19. Twelfth, poverty and deprivation (potentially but not necessarily resulting from loss of land, language, culture, rangatiratanga, mana and dignity) are matters that may be regarded in a proper case to have impaired choice and diminished moral culpability.

Such vulnerabilities (where established, and whether associated with addiction or not) require consideration in sentencing.

20. Thirteenth, counsel and sentencing judges are encouraged to make greater use of the power in s 25 of the Sentencing Act 2002 to adjourn sentencing to enable rehabilitation programmes to be undertaken. Use of that power is appropriate where independent evidence suggests the offending was caused by the factor(s) which the proposed programme is designed to target.

21. Fourteenth, as to Issue 3 (the approach to be taken to imposing minimum periods of imprisonment for methamphetamine offending), minimum periods of imprisonment must not be imposed as a matter of routine or in a mechanistic way. A reasoned analysis is required under s 86 of the Sentencing Act, both as regards the imposition of a minimum period of imprisonment and its length. If a practice has developed that an end sentence of nine years’ imprisonment automatically triggers a minimum period of imprisonment, such a practice must cease.

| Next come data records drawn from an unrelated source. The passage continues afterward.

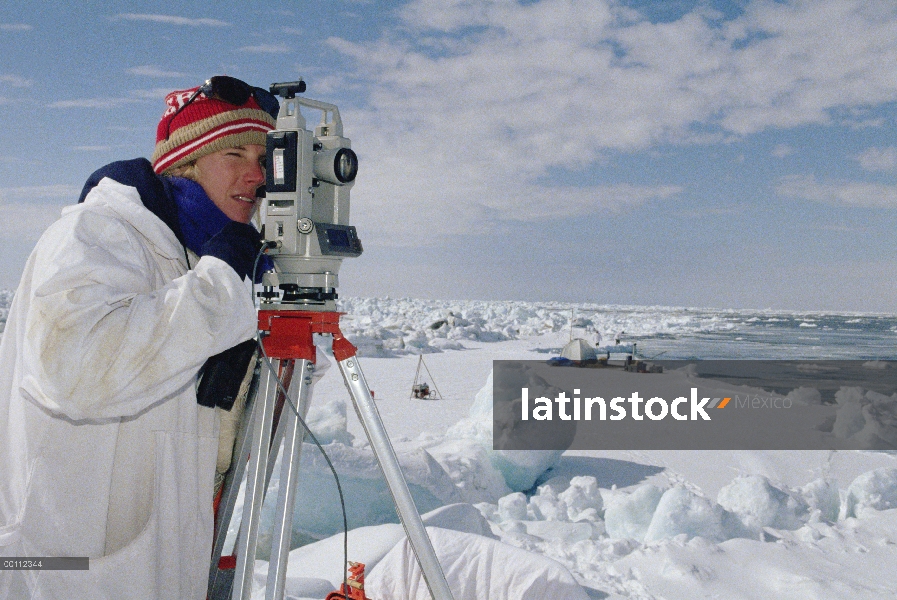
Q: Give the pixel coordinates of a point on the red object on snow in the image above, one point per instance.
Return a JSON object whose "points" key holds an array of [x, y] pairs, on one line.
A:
{"points": [[355, 590]]}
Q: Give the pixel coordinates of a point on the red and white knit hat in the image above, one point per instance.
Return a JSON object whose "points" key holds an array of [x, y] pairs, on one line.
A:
{"points": [[204, 126]]}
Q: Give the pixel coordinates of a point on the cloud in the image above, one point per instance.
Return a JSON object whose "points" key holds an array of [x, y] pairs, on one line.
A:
{"points": [[92, 148], [266, 49], [883, 160], [153, 71], [39, 192], [16, 81], [860, 194], [470, 107], [172, 20], [783, 150]]}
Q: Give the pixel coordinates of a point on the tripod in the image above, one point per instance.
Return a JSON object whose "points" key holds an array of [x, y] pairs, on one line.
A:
{"points": [[267, 423]]}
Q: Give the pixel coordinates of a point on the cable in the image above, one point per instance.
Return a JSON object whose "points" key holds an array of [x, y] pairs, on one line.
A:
{"points": [[289, 401]]}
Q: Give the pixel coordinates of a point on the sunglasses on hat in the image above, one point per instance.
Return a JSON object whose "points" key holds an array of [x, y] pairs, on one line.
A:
{"points": [[233, 91]]}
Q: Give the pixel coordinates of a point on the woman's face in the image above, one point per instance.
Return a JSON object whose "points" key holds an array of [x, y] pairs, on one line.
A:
{"points": [[230, 177]]}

22. Fifteenth, deterrence, denunciation and accountability are likely to be at the forefront of decisions in drug cases involving the imposition of a minimum period of imprisonment.

As a general rule, therefore, lengthy minimum periods of imprisonment are properly reserved for cases involving significant commercial dealing.

23. Sixteenth, this judgment applies to all sentencings that take place after the issue of this judgment regardless of when the offending took place. It applies to sentences that have already been imposed, if and only if two conditions are satisfied: (1) an appeal against the sentence has been filed before the date the judgment is delivered and (2) the application of the judgment would result in a more favourable outcome to the appellant.


24. Applying these principles, four sentence appeals (of the six) succeeded, and two were dismissed.